So as the Baronet rose, and stood gloomily with his back to the fire; the young lady rose also, and ran away to the drawing-room and her desk; and almost at the same moment a servant entered the room, with a letter, which had come by the late post.
Oddly enough, it had the Slowton postmark.
"Devilish odd!" exclaimed Sir Jekyl, scowling eagerly on it; and seating himself hastily on the side of a chair, he broke it open and read at the foot the autograph, "Guy Strangways."
It was with the Napoleonic thrill, "I have them, then, these English!" that Sir Jekyl read, in a gentlemanlike, rather foreign hand, a ceremonious and complimentary acceptance of his invitation to Marlowe, on behalf both of the young man and of his elder companion. His correspondent could not say exactly, as their tour was a little desultory, where a note would find them; but as Sir Jekyl Marlowe had been so good as to permit them to name a day for their visit, they would say so and so.
"Let me see—what day's this—why, that will be"—he was counting with the tips of his fingers, pianowise, on the table—"Wednesday week, eh?" and he tried it over again with nature's "Babbage's machine" and of course with an inflexible result. "Wednesday week—Wednesday," and he heaved a great sigh, like a man with a load taken off him.
"Well, I'm devilish glad. I hope nothing will happen to stop them now. It can't be a ruse to get quietly off the ground? No—that would be doing it too fine." He rang the bell.
"I want Mrs. Gwynn."
The Baronet's spirit revived within him, and he stood erect, with his back to the fire, and his hands behind him, and when the housekeeper entered, he received her with his accustomed smile.

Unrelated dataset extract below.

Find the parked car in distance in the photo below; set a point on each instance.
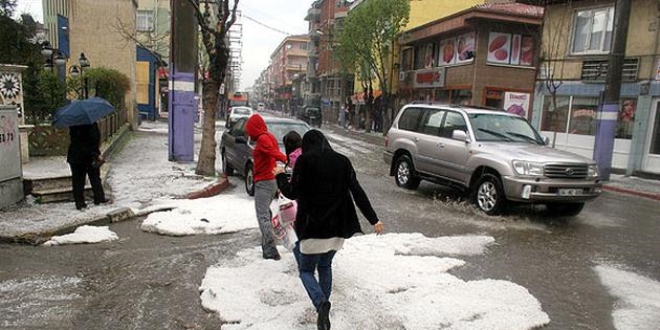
(311, 115)
(494, 156)
(236, 147)
(236, 113)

"Glad to see you, Donnie. Glass of sherry? No—well, sit down—won't take a chair!—why's that? Well, we'll be on pleasanter terms soon—you'll find it's really no choice of mine. I can't help using that stupid green room. Here are two more friends coming—not till Wednesday week though—two gentlemen. You may put them in rooms beside one another—wherever you like—only not in the garrets, of course. Good rooms, do ye see."
"And what's the gentlemen's names, please, Sir Jekyl," inquired Mrs. Gwynn.